Issue
I've been trying to create a server-process that receives an input file path and an output path from client processes asynchronously. The server does some database-reliant transformations, but for the sake of simplicity let's assume it merely puts everything to the upper case. Here is a toy example of the server:
import asyncio
import aiofiles as aiof
import logging
import sys
ADDRESS = ("localhost", 10000)
logging.basicConfig(level=logging.DEBUG,
format="%(name)s: %(message)s",
stream=sys.stderr)
log = logging.getLogger("main")
loop = asyncio.get_event_loop()
async def server(reader, writer):
log = logging.getLogger("process at {}:{}".format(*ADDRESS))
paths = await reader.read()
in_fp, out_fp = paths.splitlines()
log.debug("connection accepted")
log.debug("processing file {!r}, writing output to {!r}".format(in_fp, out_fp))
async with aiof.open(in_fp, loop=loop) as inp, aiof.open(out_fp, "w", loop=loop) as out:
async for line in inp:
out.write(line.upper())
out.flush()
writer.write(b"done")
await writer.drain()
log.debug("closing")
writer.close()
return
factory = asyncio.start_server(server, *ADDRESS)
server = loop.run_until_complete(factory)
log.debug("starting up on {} port {}".format(*ADDRESS))
try:
loop.run_forever()
except KeyboardInterrupt:
pass
finally:
log.debug("closing server")
server.close()
loop.run_until_complete(server.wait_closed())
log.debug("closing event loop")
loop.close()
The client:
import asyncio
import logging
import sys
import random
ADDRESS = ("localhost", 10000)
MESSAGES = ["/path/to/a/big/file.txt\n",
"/output/file_{}.txt\n".format(random.randint(0, 99999))]
logging.basicConfig(level=logging.DEBUG,
format="%(name)s: %(message)s",
stream=sys.stderr)
log = logging.getLogger("main")
loop = asyncio.get_event_loop()
async def client(address, messages):
log = logging.getLogger("client")
log.debug("connecting to {} port {}".format(*address))
reader, writer = await asyncio.open_connection(*address)
writer.writelines([bytes(line, "utf8") for line in messages])
if writer.can_write_eof():
writer.write_eof()
await writer.drain()
log.debug("waiting for response")
response = await reader.read()
log.debug("received {!r}".format(response))
writer.close()
return
try:
loop.run_until_complete(client(ADDRESS, MESSAGES))
finally:
log.debug("closing event loop")
loop.close()
I activated the server and several clients at once.

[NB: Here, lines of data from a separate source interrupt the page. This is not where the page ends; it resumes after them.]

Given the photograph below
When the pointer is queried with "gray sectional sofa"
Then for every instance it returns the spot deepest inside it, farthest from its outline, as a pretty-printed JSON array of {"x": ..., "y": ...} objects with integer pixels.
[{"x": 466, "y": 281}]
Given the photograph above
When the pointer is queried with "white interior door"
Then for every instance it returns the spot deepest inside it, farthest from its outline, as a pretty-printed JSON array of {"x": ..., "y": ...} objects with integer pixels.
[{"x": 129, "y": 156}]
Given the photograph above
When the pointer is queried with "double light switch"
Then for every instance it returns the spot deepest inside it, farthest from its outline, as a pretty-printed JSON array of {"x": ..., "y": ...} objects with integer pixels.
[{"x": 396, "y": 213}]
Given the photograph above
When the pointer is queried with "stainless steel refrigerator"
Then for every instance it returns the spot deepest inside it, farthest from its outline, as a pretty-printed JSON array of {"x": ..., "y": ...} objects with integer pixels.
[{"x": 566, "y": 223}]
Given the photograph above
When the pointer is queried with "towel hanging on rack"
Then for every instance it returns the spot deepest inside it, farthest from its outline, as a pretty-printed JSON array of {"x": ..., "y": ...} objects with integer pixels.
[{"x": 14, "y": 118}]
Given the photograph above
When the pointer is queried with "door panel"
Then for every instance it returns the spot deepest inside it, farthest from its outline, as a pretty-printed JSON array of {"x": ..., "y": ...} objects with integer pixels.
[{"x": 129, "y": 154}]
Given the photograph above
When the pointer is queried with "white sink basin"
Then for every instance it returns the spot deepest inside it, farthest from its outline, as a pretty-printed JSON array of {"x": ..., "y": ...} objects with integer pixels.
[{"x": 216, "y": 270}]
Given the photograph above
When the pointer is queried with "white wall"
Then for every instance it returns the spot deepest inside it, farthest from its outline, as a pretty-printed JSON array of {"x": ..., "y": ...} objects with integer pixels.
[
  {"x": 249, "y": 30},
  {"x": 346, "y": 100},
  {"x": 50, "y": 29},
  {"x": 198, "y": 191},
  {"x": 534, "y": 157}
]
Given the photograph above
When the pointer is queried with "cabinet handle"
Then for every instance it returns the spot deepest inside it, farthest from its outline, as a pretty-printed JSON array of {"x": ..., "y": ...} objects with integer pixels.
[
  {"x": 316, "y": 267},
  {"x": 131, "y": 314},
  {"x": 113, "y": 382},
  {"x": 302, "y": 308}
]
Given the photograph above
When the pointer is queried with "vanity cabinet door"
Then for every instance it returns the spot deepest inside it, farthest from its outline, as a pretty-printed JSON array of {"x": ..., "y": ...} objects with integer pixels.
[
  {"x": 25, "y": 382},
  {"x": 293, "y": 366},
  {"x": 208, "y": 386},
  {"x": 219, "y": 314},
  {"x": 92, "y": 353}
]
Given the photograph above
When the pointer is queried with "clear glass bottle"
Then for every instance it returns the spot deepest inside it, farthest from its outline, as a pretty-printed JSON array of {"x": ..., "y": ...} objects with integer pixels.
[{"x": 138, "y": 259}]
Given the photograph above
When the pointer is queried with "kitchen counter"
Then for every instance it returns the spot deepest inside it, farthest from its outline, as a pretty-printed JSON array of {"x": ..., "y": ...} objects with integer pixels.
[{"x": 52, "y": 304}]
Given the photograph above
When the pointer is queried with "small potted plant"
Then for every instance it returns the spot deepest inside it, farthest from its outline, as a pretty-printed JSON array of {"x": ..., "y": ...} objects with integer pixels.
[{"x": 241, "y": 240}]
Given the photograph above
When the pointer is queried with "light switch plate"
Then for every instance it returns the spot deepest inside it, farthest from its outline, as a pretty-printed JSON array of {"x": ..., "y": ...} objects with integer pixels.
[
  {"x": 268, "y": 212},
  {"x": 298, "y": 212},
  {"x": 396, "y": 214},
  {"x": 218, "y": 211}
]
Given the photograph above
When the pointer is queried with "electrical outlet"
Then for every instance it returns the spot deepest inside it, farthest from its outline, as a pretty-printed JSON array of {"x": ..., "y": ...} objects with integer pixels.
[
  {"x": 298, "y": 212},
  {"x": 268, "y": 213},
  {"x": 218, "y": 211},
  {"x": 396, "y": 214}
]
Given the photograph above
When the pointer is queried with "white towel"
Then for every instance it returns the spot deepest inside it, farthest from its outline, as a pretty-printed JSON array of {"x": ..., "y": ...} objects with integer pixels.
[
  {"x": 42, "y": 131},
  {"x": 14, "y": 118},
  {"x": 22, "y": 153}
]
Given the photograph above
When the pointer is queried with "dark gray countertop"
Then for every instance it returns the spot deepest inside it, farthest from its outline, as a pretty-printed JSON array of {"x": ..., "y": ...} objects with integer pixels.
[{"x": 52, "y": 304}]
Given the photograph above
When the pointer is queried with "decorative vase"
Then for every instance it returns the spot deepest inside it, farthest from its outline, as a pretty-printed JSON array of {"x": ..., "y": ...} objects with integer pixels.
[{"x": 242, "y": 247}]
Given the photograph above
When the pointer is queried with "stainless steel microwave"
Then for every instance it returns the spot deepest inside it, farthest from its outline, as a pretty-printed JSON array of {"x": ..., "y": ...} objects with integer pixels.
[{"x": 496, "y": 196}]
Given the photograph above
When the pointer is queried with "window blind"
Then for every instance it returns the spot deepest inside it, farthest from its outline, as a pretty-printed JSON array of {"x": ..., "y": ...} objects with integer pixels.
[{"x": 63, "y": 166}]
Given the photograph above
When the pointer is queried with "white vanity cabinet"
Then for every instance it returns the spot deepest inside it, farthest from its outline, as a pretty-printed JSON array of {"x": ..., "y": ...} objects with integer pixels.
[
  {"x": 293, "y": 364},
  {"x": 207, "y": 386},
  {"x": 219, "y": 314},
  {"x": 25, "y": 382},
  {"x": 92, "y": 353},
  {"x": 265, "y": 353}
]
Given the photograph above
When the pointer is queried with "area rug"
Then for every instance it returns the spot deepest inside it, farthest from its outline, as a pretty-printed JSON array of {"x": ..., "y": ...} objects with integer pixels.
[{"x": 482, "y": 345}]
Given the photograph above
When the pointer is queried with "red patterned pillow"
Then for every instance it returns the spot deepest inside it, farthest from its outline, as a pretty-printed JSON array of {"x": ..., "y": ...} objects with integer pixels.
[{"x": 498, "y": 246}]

The server's logs:
asyncio: Using selector: KqueueSelector
main: starting up on localhost port 10000
process at localhost:10000: connection accepted
process at localhost:10000: processing file b'/path/to/a/big/file.txt', writing output to b'/output/file_79609.txt'
process at localhost:10000: connection accepted
process at localhost:10000: processing file b'/path/to/a/big/file.txt', writing output to b'/output/file_68917.txt'
process at localhost:10000: connection accepted
process at localhost:10000: processing file b'/path/to/a/big/file.txt', writing output to b'/output/file_2439.txt'
process at localhost:10000: closing
process at localhost:10000: closing
process at localhost:10000: closing
All clients print this:
asyncio: Using selector: KqueueSelector
client: connecting to localhost port 10000
client: waiting for response
client: received b'done'
main: closing event loop
The output files are created, but they remain empty. I believe they are not being flushed. Any way I can fix it?
Solution
You are missing an await
before out.write()
and out.flush()
:
import asyncio
from pathlib import Path
import aiofiles as aiof
FILENAME = "foo.txt"
async def bad():
async with aiof.open(FILENAME, "w") as out:
out.write("hello world")
out.flush()
print("done")
async def good():
async with aiof.open(FILENAME, "w") as out:
await out.write("hello world")
await out.flush()
print("done")
loop = asyncio.get_event_loop()
server = loop.run_until_complete(bad())
print(Path(FILENAME).stat().st_size) # prints 0
server = loop.run_until_complete(good())
print(Path(FILENAME).stat().st_size) # prints 11
However, I would strongly recommend trying to skip aiofiles and use regular, synchronized disk I/O, and keep asyncio for network activity:
with open(file, "w") as out: # regular file I/O
async for s in network_request(): # asyncio for slow network work. measure it!
out.write(s) # should be really quick, measure it!